Continuing to an outer loop

When you have a nested loop, sometimes you want to “continue” the outer loop, not the inner loop. For example, here we have a sequence of criteria and a sequence of items, and we wish to determine if there is any item which matches every criterion:

match = null;
foreach(var item in items)
{
foreach(var criterion in criteria)
{
if (!criterion.IsMetBy(item))
{
// No point in checking anything further; this is not
// a match. We want to “continue” the outer loop. How?
}
}
match = item;
break;
}

There are many ways to achieve this. Here are a few, in order of increasing awesomeness:

Technique #1 (ugly): When you have a loop, the “continue” statement is essentially a “goto” which branches to the bottom of the loop, just before it does the loop condition test and pops back up to the top of the loop. (Apparently when you spell “goto” as “continue”, the “all gotos are all evil all the time” crowd doesn’t bother you as much.) You can of course simply make this explicit:

match = null;
foreach(var item in items)
{
foreach(var criterion in criteria)
{
if (!criterion.IsMetBy(item))
{
goto OUTERCONTINUE;
}
}
match = item;
break;
OUTERCONTINUE:
;
}

Technique #2 (better): When I see a nested loop, I almost always consider refactoring the interior loop into a method of its own.

match = null;
foreach(var item in items)
{
if (MeetsAllCriteria(item, critiera))
{
match = item;
break;
}
}

where the body of MeetsAllCriteria is obviously

foreach(var criterion in criteria)
if (!criterion.IsMetBy(item))
return false;
return true;

Technique #3 (awesome): The “mechanism” code here is emphasizing how the code works and hiding the meaning of the code. The purpose of the code is to answer the question “what is the first item, if any, that meets all the criteria?” If that’s the meaning of the code, then write code that reads more like that meaning:

var matches = from item in items
where criteria.All(
criterion=>criterion.IsMetBy(item))
select item;
match = matches.FirstOrDefault();

That is, search the items for items that meet every criterion, and take the first of them, if there is one. The code now reads like what it is supposed to be implementing, and of course, if there are no loops in the first place then there’s no need to “continue” at all!

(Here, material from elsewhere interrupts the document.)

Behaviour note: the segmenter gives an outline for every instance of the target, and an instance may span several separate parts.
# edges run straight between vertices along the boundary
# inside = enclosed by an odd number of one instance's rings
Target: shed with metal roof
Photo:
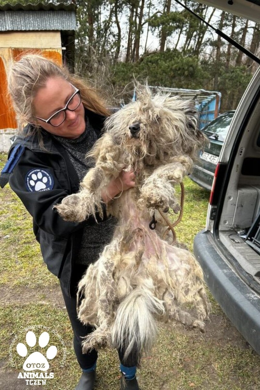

The biggest thing I love about LINQ is that it enables a whole new way to think about problem solving in C#. It’s gotten to the point now that whenever I write a loop, I stop and think about two things before I actually type “for”:

* Have I described anywhere what this code is doing semantically, or does the code emphasize more what mechanisms I am using at the expense of obscuring the semantics?

* Is there any way to characterize the solution to my problem as the result of a query against a data source, rather than as the result of a set of steps to be followed procedurally?